Did you get those same takeaways across?
“I think so, I’m not sure. I can’t really remember.”
When I pushed him about what he did talk about in the Q&A, his recollection was positive, but still vague.
And if he couldn’t remember what he said, what chance did his audience have?
For many good public speakers, it’s a growing problem, because conversational formats are becoming the norm. Not just after a keynote, but instead of them.
According to booking data from JLA Speakers, one of the UK’s leading speaker agencies, interactive formats like fireside chats, panels and podcast-style sessions have risen from just 23 bookings in 2018 to 208 in 2024. That’s a nine-fold increase in just six years. And JLA believe conversational and interactive sessions could be the default next year.
Already, more and more events are using panels as the primary format, not as a follow-up to a keynote but as a replacement for it. And for speakers, that creates a problem many haven’t even spotted yet.
That’s because accomplished keynote speakers have spent years developing a specific skill set – building an argument, sequencing ideas, leaving an audience with something memorable.
A keynote gives you time, structure and control. If used well, those things can help you land your points with impact, even while appearing effortless.

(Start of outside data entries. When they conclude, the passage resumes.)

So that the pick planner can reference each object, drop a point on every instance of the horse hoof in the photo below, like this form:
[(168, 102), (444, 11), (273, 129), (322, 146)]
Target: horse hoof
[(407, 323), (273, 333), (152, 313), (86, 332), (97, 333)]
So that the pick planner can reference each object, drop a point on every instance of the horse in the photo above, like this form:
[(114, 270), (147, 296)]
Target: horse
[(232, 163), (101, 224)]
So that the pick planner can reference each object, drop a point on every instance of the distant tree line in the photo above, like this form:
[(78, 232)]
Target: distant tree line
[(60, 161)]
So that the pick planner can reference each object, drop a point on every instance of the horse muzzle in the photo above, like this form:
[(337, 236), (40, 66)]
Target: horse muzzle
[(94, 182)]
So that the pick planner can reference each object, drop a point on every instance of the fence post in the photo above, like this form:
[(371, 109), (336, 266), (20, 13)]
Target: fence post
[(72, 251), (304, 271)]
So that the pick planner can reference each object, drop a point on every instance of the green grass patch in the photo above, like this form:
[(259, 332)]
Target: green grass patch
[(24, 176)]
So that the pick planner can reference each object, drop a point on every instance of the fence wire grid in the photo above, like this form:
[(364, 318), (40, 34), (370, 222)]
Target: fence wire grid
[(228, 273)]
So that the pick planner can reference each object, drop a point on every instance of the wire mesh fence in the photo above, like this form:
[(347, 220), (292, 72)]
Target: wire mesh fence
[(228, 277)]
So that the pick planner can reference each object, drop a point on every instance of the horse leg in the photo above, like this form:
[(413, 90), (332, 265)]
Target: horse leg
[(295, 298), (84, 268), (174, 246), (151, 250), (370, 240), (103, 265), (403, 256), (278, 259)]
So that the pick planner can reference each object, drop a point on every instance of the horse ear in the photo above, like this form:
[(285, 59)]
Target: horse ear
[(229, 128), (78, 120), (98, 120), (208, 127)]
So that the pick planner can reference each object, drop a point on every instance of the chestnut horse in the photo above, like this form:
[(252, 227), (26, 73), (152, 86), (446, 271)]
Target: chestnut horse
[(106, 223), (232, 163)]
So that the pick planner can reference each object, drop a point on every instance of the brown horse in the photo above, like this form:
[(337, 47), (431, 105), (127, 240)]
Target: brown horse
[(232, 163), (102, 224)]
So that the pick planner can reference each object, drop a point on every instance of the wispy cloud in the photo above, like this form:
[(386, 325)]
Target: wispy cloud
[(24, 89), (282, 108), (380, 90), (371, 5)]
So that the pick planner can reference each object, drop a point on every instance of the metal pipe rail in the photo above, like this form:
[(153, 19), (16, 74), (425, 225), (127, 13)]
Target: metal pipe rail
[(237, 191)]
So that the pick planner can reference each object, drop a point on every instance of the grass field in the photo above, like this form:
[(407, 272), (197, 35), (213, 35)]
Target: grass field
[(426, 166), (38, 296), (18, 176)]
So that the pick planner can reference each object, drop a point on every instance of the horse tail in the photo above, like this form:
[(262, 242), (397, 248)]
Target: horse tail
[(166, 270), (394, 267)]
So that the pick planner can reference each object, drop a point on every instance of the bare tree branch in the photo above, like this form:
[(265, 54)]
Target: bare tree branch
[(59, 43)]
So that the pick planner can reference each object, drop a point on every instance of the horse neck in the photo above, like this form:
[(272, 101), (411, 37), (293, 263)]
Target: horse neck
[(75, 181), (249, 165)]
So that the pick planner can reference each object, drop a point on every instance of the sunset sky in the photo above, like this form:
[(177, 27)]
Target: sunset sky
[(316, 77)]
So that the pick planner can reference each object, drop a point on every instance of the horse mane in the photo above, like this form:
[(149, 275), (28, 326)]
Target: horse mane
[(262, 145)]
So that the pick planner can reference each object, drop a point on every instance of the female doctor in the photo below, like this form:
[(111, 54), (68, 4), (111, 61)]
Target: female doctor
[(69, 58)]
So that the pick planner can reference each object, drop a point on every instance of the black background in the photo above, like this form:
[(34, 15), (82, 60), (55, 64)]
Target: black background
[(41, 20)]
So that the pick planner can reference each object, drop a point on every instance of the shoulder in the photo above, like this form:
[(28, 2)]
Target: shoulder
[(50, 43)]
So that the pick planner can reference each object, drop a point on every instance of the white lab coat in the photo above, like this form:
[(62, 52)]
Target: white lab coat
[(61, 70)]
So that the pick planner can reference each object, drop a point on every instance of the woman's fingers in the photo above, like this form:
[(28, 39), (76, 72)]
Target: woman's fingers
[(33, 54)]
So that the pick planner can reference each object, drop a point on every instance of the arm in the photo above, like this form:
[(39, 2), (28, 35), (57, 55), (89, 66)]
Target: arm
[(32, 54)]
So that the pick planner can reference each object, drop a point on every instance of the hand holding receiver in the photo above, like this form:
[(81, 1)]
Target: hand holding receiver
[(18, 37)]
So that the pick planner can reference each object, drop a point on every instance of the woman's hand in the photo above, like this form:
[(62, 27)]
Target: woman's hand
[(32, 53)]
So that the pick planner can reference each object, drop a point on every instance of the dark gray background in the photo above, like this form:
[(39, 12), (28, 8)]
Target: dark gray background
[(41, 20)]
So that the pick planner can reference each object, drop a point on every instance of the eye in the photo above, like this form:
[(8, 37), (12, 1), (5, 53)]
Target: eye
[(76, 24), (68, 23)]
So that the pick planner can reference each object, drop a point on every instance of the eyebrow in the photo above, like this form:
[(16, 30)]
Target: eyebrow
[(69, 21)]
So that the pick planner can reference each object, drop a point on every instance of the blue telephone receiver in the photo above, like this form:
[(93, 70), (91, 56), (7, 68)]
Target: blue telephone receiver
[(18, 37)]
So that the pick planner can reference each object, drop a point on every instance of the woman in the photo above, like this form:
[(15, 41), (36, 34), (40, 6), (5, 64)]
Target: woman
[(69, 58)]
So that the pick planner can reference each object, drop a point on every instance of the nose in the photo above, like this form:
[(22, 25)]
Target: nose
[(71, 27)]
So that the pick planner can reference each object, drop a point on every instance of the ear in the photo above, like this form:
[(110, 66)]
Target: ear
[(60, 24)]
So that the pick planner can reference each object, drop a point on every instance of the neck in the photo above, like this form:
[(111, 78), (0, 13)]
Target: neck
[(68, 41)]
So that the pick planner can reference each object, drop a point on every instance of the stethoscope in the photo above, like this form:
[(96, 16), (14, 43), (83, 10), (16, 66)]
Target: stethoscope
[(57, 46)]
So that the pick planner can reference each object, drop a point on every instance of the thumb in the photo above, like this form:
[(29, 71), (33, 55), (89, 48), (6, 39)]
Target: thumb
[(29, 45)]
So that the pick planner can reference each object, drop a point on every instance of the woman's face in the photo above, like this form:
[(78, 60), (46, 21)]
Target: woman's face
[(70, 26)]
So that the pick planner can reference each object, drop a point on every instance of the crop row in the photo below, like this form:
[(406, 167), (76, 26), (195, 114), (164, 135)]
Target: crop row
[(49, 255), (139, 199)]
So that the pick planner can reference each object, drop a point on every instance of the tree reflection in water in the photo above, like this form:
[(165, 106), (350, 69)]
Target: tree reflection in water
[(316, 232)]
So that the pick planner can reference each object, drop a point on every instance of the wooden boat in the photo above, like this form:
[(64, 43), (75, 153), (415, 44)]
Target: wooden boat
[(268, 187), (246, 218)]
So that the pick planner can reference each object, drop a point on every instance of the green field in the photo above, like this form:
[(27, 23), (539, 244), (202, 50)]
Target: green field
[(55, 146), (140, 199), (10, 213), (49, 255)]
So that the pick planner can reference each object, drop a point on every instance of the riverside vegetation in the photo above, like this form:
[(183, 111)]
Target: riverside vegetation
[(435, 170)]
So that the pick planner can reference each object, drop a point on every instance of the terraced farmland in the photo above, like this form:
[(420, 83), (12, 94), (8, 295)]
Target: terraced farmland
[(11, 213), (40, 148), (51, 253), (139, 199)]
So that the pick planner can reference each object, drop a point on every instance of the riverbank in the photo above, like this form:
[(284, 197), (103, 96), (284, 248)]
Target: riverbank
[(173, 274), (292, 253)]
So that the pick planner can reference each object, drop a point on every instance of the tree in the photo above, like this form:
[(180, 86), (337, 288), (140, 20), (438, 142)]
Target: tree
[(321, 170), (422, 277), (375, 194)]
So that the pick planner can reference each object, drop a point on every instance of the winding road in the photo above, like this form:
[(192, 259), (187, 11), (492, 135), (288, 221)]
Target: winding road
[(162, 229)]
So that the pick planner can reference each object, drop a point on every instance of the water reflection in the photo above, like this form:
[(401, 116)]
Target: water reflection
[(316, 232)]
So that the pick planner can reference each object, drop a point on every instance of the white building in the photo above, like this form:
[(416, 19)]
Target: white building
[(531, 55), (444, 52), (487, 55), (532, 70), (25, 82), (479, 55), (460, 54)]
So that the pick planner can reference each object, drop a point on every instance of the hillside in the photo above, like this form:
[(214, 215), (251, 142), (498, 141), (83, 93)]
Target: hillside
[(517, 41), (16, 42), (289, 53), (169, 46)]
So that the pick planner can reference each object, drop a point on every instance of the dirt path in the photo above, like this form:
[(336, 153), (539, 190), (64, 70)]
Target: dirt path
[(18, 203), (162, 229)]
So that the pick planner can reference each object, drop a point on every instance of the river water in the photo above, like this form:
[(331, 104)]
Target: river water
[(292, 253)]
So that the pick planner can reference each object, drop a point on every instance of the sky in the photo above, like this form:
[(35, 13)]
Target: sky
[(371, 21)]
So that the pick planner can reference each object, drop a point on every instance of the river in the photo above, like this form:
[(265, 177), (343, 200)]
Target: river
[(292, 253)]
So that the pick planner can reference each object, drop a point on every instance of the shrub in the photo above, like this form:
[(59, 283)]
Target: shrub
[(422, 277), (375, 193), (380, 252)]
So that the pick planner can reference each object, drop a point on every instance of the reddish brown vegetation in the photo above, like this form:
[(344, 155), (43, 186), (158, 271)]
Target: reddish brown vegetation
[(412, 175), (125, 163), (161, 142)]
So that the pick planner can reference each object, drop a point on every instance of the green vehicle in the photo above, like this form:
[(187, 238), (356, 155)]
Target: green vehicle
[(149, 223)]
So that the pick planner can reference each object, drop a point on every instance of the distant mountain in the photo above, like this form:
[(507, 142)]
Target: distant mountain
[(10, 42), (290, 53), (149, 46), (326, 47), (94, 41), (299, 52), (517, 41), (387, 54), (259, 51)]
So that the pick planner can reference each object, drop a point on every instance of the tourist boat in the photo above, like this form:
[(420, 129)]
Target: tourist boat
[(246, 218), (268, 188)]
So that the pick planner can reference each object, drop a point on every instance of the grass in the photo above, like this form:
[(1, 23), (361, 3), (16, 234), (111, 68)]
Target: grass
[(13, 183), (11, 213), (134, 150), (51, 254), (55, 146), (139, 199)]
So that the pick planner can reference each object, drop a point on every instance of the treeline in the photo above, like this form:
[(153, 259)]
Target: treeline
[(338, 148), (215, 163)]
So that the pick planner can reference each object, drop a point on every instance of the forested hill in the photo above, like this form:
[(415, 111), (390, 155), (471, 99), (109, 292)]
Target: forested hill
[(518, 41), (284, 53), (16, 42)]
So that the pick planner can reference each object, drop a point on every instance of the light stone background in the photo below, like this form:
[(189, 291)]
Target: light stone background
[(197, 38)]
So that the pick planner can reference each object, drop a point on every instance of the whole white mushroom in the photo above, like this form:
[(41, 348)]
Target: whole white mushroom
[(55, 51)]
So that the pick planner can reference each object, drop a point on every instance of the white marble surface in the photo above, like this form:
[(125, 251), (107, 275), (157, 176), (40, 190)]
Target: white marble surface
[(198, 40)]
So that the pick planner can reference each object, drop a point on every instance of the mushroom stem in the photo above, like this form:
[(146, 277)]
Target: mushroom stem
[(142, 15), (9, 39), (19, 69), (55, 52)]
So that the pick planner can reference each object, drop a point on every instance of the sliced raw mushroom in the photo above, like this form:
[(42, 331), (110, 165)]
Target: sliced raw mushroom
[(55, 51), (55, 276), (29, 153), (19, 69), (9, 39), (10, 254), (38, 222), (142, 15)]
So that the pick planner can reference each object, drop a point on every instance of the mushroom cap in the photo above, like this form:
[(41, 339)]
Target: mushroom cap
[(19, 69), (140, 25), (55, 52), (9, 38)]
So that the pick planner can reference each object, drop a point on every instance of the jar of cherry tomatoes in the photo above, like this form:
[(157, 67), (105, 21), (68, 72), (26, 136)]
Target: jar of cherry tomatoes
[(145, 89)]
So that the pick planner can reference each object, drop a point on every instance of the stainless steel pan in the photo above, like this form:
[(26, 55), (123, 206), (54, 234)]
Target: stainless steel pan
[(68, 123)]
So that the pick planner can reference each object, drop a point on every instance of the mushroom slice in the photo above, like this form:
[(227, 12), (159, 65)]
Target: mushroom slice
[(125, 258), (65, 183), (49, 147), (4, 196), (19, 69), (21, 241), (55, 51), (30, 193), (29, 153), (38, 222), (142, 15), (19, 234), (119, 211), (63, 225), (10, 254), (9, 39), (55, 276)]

But panels often give you none of that. Of course, a good moderator will bring structure – but it isn’t your structure. They will also control the timing, but that’s not your timing.
Your contribution might feel fragmented and unpredictable, while you might also be competing for impact with two or three other speakers, equally keen to ensure the audience takes away their key point.
Many good speakers trust that their expertise will shine through if they just answer the questions well. They tell themselves that building credibility in the Q&A will reinforce whatever they say, or whatever they said in a previous keynote if applicable. They generally treat the panel as lower stakes.
But the panel isn’t lower stakes. It’s an entirely different game. The risk isn’t so much that you’ll say something wrong – although that is definitely one possibility.
The greater risk is that you’ll say nothing memorable at all.
But as with keynote speakers, the leaders who thrive in conversational formats are the most prepared.
This doesn’t mean deflecting every question back to the same three lines, regardless.
It means being able to engage authentically and still make their points.
It means structured spontaneity.
Just as jazz musicians improvise within chord structures and poets produce creative work within the tight boundaries of a fixed structure, great panelists use the constraints of an interactive format to land messages while still feeling natural and authentic.
In practice, this means three things.
- They need to know their messages well enough that they can find their way back to them from wherever the conversation takes leads.
- They then combining evidence and example to ensure that when they speak, they’re far more memorable than their colleagues.
- They understand that the last thing an audience hears from them is what they carry out of the room. If your final contribution isn’t your own point, you’ve handed control of your message to either the moderator or another panellist.
None of this happens by accident. It happens because someone built the structure before they walked into the room.
All of which takes me back to why my consultancy is called Castle Comms.
A castle isn’t built during the battle. It’s built in the weeks and months before, so that when pressure arrives, the structure holds.
The best keynote speakers already know this — for that format. As keynotes are replaced by conversations, they need to know they can apply the same discipline in those situations too.
If you’re being asked to sit on more panels, take part in more fireside chats or appear in more podcast-style sessions than you used to, that’s a sign you might need to practise a different – and more demanding – skill.
If you don’t, it’ll be your fellow panellists that your audiences remember, ahead of you.